De beide Oosterbeekse vrouwen stommelen de trap af. De dochter draagt de baby en de moeder de tas. Zonder iets te zeggen hebben zij met tranen in hun ogen afscheid genomen. Hun harten verscheurd door deze diep tragische gebeurtenis lopen beiden in de richting van het station, het jonge echtpaar in een verschrikkelijke leegte achter latend.

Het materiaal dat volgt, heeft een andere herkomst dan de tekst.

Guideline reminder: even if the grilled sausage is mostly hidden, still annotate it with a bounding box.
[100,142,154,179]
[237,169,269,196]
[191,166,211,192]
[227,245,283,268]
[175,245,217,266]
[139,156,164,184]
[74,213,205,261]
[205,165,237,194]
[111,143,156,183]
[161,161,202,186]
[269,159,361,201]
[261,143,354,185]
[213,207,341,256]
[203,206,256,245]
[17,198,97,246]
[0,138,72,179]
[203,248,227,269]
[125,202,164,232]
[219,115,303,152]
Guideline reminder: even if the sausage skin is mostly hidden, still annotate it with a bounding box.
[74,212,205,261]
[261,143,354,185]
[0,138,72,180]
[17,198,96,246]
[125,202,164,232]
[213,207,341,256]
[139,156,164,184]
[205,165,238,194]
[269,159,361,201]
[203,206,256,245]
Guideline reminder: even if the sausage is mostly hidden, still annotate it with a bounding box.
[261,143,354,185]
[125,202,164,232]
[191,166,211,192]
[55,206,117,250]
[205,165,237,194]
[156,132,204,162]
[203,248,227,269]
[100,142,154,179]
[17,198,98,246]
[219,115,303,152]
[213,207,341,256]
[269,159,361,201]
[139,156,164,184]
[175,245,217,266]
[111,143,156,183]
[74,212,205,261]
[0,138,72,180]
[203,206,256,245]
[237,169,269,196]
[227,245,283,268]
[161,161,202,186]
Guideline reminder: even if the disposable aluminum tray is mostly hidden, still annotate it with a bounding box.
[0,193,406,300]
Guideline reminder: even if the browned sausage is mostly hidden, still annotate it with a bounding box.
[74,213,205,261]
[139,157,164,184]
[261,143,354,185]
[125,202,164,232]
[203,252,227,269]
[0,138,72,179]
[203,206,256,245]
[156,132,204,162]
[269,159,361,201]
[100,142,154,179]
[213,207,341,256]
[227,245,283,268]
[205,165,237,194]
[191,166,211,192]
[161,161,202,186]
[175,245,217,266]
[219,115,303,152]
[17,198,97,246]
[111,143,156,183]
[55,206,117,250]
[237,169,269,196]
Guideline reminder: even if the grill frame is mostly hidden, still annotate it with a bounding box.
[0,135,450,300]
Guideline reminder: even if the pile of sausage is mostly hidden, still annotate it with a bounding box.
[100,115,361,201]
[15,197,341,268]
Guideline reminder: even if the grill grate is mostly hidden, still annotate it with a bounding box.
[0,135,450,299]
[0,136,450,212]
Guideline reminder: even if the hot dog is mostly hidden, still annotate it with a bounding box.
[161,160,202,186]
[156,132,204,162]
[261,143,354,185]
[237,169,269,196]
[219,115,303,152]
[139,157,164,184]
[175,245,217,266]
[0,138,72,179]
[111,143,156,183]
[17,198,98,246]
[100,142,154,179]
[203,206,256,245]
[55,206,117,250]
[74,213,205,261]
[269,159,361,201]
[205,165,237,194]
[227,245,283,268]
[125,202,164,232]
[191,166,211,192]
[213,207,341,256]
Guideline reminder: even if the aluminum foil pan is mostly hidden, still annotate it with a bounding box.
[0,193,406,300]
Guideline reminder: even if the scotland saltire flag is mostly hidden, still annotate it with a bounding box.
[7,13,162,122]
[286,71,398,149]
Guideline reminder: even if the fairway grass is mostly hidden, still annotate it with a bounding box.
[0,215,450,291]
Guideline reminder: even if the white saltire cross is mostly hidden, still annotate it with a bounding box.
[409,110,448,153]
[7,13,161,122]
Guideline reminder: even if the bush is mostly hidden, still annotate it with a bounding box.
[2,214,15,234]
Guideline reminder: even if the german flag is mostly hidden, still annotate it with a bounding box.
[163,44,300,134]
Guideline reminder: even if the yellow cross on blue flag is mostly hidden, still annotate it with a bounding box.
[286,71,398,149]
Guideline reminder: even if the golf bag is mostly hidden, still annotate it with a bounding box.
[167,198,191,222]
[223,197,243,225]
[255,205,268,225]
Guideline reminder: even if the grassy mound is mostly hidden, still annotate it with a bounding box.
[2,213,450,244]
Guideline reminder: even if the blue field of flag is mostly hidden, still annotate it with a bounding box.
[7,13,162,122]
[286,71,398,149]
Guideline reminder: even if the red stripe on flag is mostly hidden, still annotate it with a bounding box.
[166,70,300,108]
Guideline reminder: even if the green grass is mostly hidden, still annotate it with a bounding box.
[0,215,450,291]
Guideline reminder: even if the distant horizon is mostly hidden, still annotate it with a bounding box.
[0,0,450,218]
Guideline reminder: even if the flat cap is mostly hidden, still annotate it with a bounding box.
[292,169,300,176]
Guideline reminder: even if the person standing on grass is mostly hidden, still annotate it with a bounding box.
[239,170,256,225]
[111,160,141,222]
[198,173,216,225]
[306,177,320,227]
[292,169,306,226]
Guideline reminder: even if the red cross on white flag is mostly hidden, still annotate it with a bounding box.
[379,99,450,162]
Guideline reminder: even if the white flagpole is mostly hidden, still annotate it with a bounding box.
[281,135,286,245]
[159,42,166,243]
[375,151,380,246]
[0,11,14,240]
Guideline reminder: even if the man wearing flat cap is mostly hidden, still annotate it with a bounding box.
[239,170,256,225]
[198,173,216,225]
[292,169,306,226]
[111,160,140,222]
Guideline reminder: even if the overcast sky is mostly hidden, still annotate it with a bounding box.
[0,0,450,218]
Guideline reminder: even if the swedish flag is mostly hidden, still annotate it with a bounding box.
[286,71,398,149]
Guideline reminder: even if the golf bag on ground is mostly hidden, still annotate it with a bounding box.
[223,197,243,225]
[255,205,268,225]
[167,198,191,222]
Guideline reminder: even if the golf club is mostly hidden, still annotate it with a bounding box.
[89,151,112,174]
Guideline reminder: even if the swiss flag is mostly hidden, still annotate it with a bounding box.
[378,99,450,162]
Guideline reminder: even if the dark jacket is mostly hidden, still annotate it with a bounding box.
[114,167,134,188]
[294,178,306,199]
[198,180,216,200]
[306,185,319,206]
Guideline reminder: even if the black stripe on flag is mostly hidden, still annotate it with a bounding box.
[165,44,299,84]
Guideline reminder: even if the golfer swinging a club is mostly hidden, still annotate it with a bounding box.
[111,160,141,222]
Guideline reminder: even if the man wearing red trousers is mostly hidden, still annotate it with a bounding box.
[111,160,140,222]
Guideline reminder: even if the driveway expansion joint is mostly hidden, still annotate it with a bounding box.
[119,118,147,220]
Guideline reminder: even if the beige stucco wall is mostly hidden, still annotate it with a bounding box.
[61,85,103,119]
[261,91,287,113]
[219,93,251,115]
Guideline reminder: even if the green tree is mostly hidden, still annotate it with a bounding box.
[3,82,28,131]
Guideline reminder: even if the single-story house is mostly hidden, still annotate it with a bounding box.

Beiden stonden boven aan de trap hand in hand.
Tel Mond, Israël
Nico Louis Herschel 20.09.1915
Ammy (Malchen) Herschel-Weijel 03.04.1919
Gedeporteerd van Amsterdam naar Westerbork 20.06.1943
Op transport van Westerbork met 2207 andere Joden naar Sobibor Polen 20.07.1943
Bij aankomst werden zij allen vergast 24.07.1943
NASCHRIFT
De jonge dame in dit verhaal was 17 jaar oud.
Na jaren lang onderzoek om er achter te komen wie mij bij mijn ouders heeft opgehaald vond ik haar 51 jaar later nadat zij voordoend als een jonge moeder met een baby in haar armen mij in veiligheid heeft gebracht.
Ik heb Christine Schwencke gebeld en introduceerde mij:
“Mevrouw Schwencke mijn naam is Tswi Herschel en ik bel U vanuit Israël”
Zij antwoordde onmiddellijk:
“Ben jij de zoon van Nico en Ammy”?
Mijn antwoord was bevestigend.
Haar reactie was
“Mijn God het is alsof ik een verloren zoon heb teruggevonden”
Na een korte periode van emotionele stilte ging zij verder:
“ Ik heb nooit geweten dat je nog leefde”
“Dit is zo emotioneel; ik kan mijn geluk en vreugde niet uitdrukken dat je mij hebt
gebeld”
Enige weken later hebben wij elkaar ontmoet en heeft zij mij het verhaal verteld.
Wij zijn familie geworden.
Ik heb diep respect en grote bewondering voor mijn ouders en al de andere ouders die hun dierbaarste bezit hebben afgestaan met een onmetelijk pijn in hun harten aan vreemden in de hoop dat hun eigen vlees en bloed zal blijven leven.
Dit leven wat zij ons hebben gegeven moeten wij koesteren en doorgeven.
Wij kind overlevenden van de Holocaust moeten ons openen en onze droefheid vertellen aan ons nagelacht opdat zij hun leven kunnen opbouwen in vrede en rust.